Once an area had been logged, the gum diggers typically moved in. Like most pines, kauri exudes a thick resin to cover any scars inflicted on it, and huge accretions form on the sides of trunks and in globules around the base. Maori chewed the gum, made torches from it to attract fish at night and burned the powdered resin to form a pigment used for moko (traditional tattoos). Once Pakeha got in on the act, it was exported as a raw material for furniture varnishes, linoleum, denture moulds and the “gilt” edging on books. When it could no longer be found on the ground, diggers – mostly Dalmatian, but also Maori, Chinese and Malaysian – thrust long poles into the earth and hooked out pieces with bent rods; elsewhere, the ground was dug up and sluiced to recover the gum. Almost all New Zealand gum was exported, but by the early twentieth century synthetic resins had captured the gum market. Kauri gum is still considered one of the finest varnishes for musical instruments, and occasional accidental finds supply such specialist needs.

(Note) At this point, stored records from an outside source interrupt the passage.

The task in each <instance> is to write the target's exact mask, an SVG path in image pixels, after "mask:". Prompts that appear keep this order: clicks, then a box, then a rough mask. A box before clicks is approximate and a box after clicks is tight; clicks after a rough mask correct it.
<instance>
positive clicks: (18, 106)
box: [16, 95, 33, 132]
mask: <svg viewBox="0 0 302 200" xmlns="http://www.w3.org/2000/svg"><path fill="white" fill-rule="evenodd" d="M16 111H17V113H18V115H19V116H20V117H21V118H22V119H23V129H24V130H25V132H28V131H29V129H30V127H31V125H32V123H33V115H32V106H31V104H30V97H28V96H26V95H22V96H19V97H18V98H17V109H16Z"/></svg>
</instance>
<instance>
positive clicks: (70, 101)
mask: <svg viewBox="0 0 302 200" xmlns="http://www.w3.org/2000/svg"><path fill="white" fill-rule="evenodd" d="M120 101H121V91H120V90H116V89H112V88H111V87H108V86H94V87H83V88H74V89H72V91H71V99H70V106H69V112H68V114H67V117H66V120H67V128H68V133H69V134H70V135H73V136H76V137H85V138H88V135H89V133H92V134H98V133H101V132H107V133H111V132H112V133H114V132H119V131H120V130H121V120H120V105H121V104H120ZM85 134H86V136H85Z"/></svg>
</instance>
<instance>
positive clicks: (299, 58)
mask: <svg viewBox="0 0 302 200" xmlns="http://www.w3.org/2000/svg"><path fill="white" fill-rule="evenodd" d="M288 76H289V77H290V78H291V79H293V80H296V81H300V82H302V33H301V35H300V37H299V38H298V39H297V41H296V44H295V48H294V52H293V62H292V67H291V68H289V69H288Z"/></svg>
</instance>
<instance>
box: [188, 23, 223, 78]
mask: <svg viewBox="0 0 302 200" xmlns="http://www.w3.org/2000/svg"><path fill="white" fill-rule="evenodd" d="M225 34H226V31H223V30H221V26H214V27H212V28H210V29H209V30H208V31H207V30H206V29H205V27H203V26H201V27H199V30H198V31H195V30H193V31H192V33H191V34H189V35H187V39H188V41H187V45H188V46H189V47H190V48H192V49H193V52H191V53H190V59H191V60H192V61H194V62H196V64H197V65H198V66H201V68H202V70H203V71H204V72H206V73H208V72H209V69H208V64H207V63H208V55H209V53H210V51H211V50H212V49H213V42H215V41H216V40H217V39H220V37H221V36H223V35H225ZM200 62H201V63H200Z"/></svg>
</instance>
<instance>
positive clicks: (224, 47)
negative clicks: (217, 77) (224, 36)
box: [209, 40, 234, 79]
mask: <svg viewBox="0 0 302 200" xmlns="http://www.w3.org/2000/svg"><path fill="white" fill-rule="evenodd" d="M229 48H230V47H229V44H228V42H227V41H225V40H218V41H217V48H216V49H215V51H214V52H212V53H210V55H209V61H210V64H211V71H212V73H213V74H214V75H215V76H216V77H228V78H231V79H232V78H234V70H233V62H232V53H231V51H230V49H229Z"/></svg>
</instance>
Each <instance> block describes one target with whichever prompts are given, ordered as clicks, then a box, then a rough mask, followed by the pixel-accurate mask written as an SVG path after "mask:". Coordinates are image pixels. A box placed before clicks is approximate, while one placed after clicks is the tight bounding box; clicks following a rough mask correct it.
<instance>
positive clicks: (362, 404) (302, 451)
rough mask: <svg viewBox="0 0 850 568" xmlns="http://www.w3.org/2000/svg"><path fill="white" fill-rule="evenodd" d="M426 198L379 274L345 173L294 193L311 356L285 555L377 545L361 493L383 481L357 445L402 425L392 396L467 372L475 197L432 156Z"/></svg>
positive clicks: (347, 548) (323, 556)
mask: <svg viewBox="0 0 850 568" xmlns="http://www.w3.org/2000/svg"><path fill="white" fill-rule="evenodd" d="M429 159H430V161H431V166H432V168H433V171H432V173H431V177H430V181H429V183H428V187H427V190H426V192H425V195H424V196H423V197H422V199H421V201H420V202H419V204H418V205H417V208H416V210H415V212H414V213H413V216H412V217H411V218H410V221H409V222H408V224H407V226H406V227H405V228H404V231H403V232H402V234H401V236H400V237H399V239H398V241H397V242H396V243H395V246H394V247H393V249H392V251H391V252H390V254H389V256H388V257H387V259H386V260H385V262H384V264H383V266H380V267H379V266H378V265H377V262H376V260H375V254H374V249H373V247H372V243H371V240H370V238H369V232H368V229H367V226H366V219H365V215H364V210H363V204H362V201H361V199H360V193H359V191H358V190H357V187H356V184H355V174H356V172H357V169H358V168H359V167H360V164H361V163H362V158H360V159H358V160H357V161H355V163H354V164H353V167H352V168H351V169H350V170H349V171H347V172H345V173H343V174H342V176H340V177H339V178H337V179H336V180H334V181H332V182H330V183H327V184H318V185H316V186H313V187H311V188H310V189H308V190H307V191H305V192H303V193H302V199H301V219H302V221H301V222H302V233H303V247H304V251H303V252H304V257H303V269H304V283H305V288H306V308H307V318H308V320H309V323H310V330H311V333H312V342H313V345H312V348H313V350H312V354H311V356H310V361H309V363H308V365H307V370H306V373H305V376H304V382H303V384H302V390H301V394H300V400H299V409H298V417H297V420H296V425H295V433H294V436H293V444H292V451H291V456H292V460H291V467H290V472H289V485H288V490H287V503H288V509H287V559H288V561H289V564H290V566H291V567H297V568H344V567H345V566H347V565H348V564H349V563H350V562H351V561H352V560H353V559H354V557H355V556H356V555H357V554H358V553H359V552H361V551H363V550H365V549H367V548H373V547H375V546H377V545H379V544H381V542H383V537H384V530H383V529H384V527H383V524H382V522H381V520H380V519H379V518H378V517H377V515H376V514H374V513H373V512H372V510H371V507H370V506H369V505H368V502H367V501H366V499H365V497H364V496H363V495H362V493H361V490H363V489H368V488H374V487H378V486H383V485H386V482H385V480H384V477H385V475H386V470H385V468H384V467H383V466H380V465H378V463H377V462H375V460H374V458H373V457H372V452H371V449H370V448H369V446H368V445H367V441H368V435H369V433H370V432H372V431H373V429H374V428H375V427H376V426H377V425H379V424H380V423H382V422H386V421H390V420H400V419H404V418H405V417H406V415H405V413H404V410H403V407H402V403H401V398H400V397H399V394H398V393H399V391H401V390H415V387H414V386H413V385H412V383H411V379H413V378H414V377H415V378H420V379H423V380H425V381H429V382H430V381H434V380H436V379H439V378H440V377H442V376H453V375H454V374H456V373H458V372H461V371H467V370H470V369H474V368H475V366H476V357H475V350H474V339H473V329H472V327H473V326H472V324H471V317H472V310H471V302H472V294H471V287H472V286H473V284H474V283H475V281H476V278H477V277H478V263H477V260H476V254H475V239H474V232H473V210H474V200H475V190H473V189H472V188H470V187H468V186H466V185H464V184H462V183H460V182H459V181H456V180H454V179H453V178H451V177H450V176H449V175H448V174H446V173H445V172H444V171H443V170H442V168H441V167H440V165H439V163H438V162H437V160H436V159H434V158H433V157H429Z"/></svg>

In recent years the kauri have been further threatened by a new disease known as PTA or kauri dieback (w kauridieback.co.nz) with symptoms including yellowed leaves, dead branches and resinous lesions close to the ground, eventually leading to the tree’s death. The disease is transmitted through soil and water, so always keep to the tracks and boardwalks and clean your footwear after visiting a kauri forest.